Recent advances in cDNA and oligonucleotide DNA arrays have made it possible to measure the abundance of mRNA transcripts for many genes simultaneously. The analysis of such experiments is nontrivial because of large data size and many levels of variation introduced at different stages of the experiments. The analysis is further complicated by the large differences that may exist among different probes used to interrogate the same gene. However, an attractive feature of high-density oligonucleotide arrays such as those produced by photolithography and inkjet technology is the standardization of chip manufacturing and hybridization process. As a result, probe-specific biases, although significant, are highly reproducible and predictable, and their adverse effect can be reduced by proper modeling and analysis methods. Here, we propose a statistical model for the probe-level data, and develop model-based estimates for gene expression indexes. We also present model-based methods for identifying and handling cross-hybridizing probes and contaminating array regions. Applications of these results will be presented elsewhere.

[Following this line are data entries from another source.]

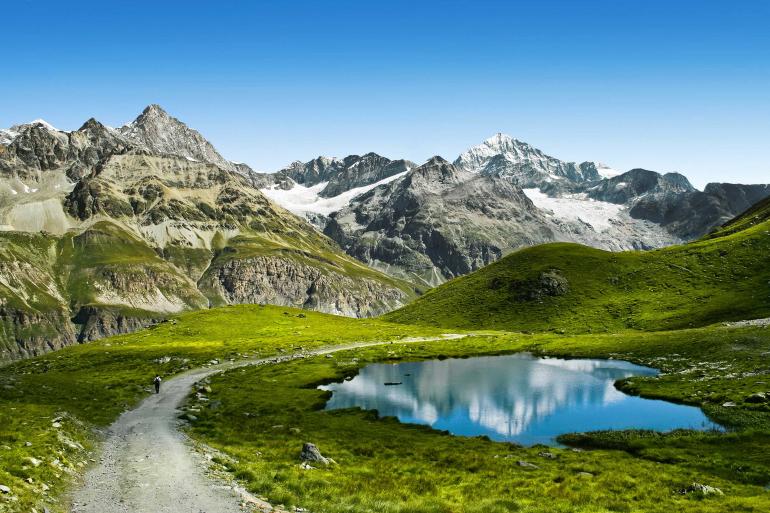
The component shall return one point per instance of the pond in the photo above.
(517, 397)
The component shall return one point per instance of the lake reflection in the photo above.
(512, 397)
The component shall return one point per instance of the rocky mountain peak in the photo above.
(161, 133)
(502, 155)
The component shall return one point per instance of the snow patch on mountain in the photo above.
(577, 207)
(302, 200)
(606, 171)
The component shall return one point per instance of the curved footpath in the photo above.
(147, 465)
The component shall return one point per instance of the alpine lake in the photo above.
(514, 398)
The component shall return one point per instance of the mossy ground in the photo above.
(264, 415)
(726, 277)
(385, 466)
(89, 385)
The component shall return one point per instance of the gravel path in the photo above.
(147, 465)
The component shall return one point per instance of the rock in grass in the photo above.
(703, 489)
(311, 453)
(759, 397)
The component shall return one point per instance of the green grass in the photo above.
(90, 385)
(581, 302)
(712, 280)
(264, 415)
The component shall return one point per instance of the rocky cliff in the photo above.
(106, 231)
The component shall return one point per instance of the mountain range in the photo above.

Oligonucleotide expression array technology (1) has recently been adopted in many areas of biomedical research. As reviewed in ref. 2, 14 to 20 probe pairs are used to interrogate each gene, each probe pair has a Perfect Match (PM) and Mismatch (MM) signal, and the average of the PM–MM differences for all probe pairs in a probe set (called “average difference”) is used as an expression index for the target gene. Researchers rely on the average differences as the starting point for “high-level analysis” such as SOM analysis (3) or two way clustering (4). Besides the original publications by Affymetrix scientists (1, 5), there have been very few studies on important “low-level” analysis issues such as feature extraction, normalization, and computation of expression indexes (6).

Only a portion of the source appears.